EU court officer says countries can’t sidestep Ireland to regulate Big Tech more strictly

The advocate general’s opinion, although not binding, is a preliminary win for the Dublin-based tech giants Google, Meta and TikTok

The case concerned an attempt by the Austrian government to make big tech firms such as Google, Meta and TikTok more responsible for illegal content posted on their platforms

EU advocate general Maciej Szpunar

thumbnail: The case concerned an attempt by the Austrian government to make big tech firms such as Google, Meta and TikTok more responsible for illegal content posted on their platforms
thumbnail: EU advocate general Maciej Szpunar
Adrian Weckler

Google, Meta and TikTok have scored an initial legal victory against attempts by other EU countries to bypass Ireland’s regulators.

In an opinion given by EU advocate general Maciej Szpunar this week, Austria should not be allowed to impose tougher liability rules on big tech companies than are set down by Irish authorities.

The case in question concerned an attempt by the Austrian government to make big tech firms such as Google, Meta and TikTok more responsible for illegal content posted on their platforms.
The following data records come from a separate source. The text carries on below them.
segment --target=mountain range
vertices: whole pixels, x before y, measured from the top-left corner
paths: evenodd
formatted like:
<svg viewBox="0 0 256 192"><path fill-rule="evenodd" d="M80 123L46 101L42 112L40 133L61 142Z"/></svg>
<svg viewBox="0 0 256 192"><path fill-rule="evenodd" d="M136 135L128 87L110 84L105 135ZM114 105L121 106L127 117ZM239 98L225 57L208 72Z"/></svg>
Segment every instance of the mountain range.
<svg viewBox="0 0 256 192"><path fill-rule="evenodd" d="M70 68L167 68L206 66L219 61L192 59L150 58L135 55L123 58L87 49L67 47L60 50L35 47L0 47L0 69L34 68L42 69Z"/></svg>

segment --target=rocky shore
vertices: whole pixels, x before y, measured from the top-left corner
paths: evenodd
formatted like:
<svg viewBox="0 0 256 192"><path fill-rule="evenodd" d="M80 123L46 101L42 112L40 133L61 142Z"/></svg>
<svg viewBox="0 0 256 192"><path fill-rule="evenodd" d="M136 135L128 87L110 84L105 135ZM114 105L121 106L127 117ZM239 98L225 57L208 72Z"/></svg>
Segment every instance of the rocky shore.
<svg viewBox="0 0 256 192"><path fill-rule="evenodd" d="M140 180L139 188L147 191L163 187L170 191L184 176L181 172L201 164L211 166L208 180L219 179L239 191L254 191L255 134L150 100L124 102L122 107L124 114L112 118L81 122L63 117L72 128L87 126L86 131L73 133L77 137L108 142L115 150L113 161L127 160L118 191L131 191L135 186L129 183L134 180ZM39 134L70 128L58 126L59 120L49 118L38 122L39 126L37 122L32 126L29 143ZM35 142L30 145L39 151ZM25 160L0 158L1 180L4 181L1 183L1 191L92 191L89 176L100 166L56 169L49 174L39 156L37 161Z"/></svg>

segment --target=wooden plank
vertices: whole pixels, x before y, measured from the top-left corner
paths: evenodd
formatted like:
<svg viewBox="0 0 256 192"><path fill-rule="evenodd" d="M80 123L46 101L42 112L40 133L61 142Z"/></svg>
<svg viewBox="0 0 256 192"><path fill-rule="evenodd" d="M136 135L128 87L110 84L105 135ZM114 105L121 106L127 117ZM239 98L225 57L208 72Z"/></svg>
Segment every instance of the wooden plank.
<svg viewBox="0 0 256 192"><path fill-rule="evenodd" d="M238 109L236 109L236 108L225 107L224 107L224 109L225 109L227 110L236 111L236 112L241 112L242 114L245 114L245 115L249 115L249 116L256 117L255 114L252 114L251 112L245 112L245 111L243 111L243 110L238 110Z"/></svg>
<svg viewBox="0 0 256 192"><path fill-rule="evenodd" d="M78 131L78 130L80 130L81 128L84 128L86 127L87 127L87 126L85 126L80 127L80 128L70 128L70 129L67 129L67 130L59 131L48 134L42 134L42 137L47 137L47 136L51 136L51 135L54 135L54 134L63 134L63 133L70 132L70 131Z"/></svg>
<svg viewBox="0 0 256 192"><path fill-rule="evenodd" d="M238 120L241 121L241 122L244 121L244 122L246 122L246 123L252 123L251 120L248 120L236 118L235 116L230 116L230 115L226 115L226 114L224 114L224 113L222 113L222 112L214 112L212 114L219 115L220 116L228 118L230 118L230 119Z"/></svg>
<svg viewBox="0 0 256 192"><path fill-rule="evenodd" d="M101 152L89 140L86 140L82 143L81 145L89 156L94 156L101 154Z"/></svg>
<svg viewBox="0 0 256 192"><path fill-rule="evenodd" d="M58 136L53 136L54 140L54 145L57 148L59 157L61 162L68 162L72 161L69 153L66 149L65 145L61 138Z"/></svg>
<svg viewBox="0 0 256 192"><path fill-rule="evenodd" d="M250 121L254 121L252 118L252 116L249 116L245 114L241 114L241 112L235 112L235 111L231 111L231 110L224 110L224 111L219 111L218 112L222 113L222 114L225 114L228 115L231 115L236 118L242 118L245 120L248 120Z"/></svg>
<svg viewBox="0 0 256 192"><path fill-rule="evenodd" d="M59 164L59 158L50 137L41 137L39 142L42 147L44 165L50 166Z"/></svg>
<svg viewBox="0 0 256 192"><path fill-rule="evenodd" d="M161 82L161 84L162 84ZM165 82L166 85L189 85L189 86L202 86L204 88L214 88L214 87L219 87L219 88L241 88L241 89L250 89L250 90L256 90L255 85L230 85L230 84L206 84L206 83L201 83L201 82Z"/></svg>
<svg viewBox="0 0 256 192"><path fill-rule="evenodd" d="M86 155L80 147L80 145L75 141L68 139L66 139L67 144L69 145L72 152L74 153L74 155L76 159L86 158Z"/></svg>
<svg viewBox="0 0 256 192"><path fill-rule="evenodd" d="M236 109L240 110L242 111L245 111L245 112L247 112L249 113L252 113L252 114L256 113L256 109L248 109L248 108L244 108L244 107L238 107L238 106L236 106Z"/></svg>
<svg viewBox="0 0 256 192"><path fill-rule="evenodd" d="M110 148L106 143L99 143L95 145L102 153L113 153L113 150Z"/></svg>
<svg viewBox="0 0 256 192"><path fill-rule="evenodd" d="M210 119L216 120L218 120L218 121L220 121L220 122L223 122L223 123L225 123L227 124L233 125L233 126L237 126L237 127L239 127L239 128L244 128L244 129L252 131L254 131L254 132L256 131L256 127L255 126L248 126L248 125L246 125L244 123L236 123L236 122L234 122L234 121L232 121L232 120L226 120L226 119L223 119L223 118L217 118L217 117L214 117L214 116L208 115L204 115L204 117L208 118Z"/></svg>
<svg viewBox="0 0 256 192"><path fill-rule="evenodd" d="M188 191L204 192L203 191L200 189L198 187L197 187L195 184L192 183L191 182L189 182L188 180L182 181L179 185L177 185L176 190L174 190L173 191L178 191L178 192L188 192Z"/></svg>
But this effort falls foul of EU information and e-commerce laws, the advocate general found.

“The advocate general notes that, within the coordinated field, the directive on electronic commerce prohibits member states from restricting the freedom to provide information society services from another member state,” said a spokesperson.

“That directive in principle precludes, subject to derogations, a provider of an electronic commerce service from being made subject to stricter requirements than those provided for by the law in its member state of origin.”

Within the EU legal system, although the advocate general’s opinion is not binding, it is considered persuasive and is usually followed by European courts.

The advocate general said that EU laws “sought to eliminate legal obstacles to the proper functioning of the internal market”. Any “divergences in legislation”, he said, could result in “legal uncertainty as to which national rules apply to such services… Allowing different laws to apply to a provider or to its service would run counter to that objective,” he said.

Under EU law, exceptions and derogations to the country-of-origin principle of regulation are allowed for countries to apply varying rules.

But “a member state other than the member state of origin can derogate from the free movement of information society services only by measures taken on a case-by-case basis, following prior notification to the Commission and after asking the member state of origin to take measures in respect of information society services, which did not occur in this case.

“Furthermore, to take the view that a general and abstract provision applying to any provider of a category of information society services constitutes a ‘measure’ would be tantamount to authorising the fragmentation of the internal market by national regulations.”

The Irish Independent has contacted spokespeople from Meta, Google and TikTok for a response.